Gravity as the Square of Gauge Theory
Zvi Bern, Tristan Dennen, Yu-tin Huang, Michael Kiermaier
TL;DR
The work demonstrates that gravity amplitudes can be obtained as a double copy of gauge-theory numerators that satisfy the BCJ color–kinematics duality. It provides two complementary routes: an on-shell, inductive proof using BCFW recursion and generalized gauge transformations, and a Lagrangian construction that yields BCJ-dual diagrams up to several points and can be squared to produce a gravity theory. The results extend to loops via unitarity and suggest a path toward an all-order off-shell realization of the duality, with implications for new amplitude representations and the deep connection between gauge and gravity theories.

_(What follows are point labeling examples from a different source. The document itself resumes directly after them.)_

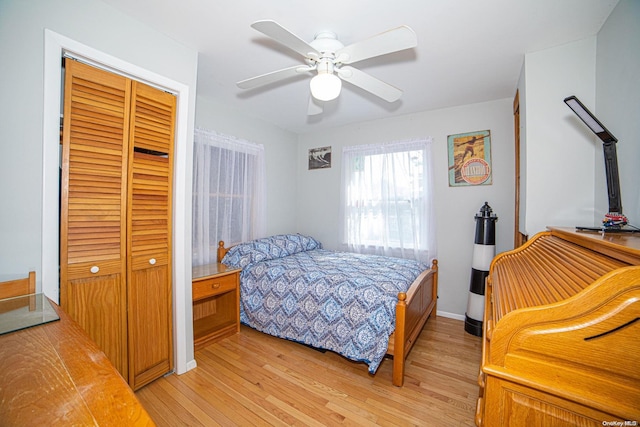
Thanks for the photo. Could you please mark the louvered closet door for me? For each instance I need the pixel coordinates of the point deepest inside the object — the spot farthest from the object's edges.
(93, 206)
(151, 159)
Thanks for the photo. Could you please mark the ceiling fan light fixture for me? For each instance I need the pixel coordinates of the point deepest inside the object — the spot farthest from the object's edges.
(325, 86)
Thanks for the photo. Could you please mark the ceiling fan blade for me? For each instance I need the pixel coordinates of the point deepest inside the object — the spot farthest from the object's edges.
(394, 40)
(315, 107)
(369, 83)
(273, 77)
(286, 38)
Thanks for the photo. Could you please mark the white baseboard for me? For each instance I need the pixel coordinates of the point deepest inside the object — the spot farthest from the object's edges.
(450, 315)
(191, 364)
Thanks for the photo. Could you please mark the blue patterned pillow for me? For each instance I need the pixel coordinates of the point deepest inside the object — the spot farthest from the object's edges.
(278, 246)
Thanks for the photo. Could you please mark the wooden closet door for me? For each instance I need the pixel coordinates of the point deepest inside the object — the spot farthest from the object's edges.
(149, 227)
(93, 206)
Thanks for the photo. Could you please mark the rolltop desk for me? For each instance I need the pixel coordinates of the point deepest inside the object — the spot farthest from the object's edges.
(561, 342)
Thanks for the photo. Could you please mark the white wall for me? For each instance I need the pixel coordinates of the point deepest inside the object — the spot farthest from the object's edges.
(280, 152)
(558, 151)
(618, 104)
(319, 190)
(30, 80)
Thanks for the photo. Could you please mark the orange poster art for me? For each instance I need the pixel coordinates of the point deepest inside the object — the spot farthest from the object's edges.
(469, 158)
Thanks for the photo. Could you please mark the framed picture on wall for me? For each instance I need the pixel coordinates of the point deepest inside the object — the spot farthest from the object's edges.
(470, 158)
(320, 158)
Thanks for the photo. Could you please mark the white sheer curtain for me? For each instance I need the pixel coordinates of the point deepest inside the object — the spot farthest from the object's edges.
(387, 200)
(228, 192)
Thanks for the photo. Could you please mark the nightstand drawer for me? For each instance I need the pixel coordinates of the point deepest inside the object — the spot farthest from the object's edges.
(213, 286)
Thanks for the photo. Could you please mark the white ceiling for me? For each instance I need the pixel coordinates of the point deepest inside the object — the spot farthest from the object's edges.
(468, 51)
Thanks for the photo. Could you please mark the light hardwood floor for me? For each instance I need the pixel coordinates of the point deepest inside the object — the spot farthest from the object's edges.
(252, 379)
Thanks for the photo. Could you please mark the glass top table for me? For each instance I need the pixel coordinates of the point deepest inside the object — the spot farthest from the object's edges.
(24, 312)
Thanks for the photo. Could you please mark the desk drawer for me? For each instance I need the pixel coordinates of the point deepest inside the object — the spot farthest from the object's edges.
(214, 286)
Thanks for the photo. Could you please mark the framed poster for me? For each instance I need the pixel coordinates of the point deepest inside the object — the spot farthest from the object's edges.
(470, 159)
(320, 158)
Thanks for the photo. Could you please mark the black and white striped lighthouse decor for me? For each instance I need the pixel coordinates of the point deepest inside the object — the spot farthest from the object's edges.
(484, 249)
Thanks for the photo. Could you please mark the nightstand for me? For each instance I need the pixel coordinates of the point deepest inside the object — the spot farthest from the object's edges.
(216, 303)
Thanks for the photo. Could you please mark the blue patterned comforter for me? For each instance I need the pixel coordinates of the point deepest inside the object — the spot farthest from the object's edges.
(339, 301)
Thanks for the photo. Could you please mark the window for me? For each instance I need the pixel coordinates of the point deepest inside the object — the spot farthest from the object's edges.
(387, 200)
(228, 193)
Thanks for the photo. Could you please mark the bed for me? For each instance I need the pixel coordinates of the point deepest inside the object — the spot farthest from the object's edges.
(363, 307)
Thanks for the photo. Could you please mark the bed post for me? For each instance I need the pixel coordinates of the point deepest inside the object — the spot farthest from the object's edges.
(221, 250)
(399, 341)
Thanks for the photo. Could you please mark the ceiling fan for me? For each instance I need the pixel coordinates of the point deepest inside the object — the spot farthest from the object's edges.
(329, 59)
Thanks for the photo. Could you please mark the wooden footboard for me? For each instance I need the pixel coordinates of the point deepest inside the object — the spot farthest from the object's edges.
(412, 311)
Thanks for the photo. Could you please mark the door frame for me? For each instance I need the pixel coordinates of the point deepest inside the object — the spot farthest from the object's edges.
(55, 45)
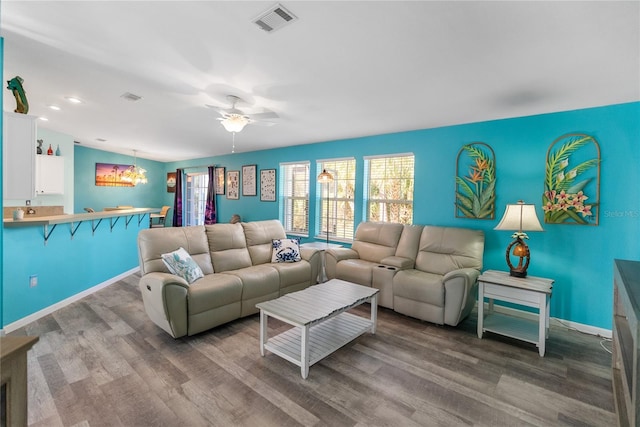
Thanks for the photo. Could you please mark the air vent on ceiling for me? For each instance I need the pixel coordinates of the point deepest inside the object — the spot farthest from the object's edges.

Together, these findings strengthen the gravity=gauge×gauge paradigm and offer concrete methods for constructing duality-satisfying actions and amplitudes across theories and perturbative orders.
Abstract
We explore consequences of the recently discovered duality between color and kinematics, which states that kinematic numerators in a diagrammatic expansion of gauge-theory amplitudes can be arranged to satisfy Jacobi-like identities in one-to-one correspondence to the associated color factors. Using on-shell recursion relations, we give a field-theory proof showing that the duality implies that diagrammatic numerators in gravity are just the product of two corresponding gauge-theory numerators, as previously conjectured. These squaring relations express gravity amplitudes in terms of gauge-theory ingredients, and are a recasting of the Kawai, Lewellen and Tye relations. Assuming that numerators of loop amplitudes can be arranged to satisfy the duality, our tree-level proof immediately carries over to loop level via the unitarity method. We then present a Yang-Mills Lagrangian whose diagrams through five points manifestly satisfy the duality between color and kinematics. The existence of such Lagrangians suggests that the duality also extends to loop amplitudes, as confirmed at two and three loops in a concurrent paper. By "squaring" the novel Yang-Mills Lagrangian we immediately obtain its gravity counterpart. We outline the general structure of these Lagrangians for higher points. We also write down various new representations of gauge-theory and gravity amplitudes that follow from the duality between color and kinematics.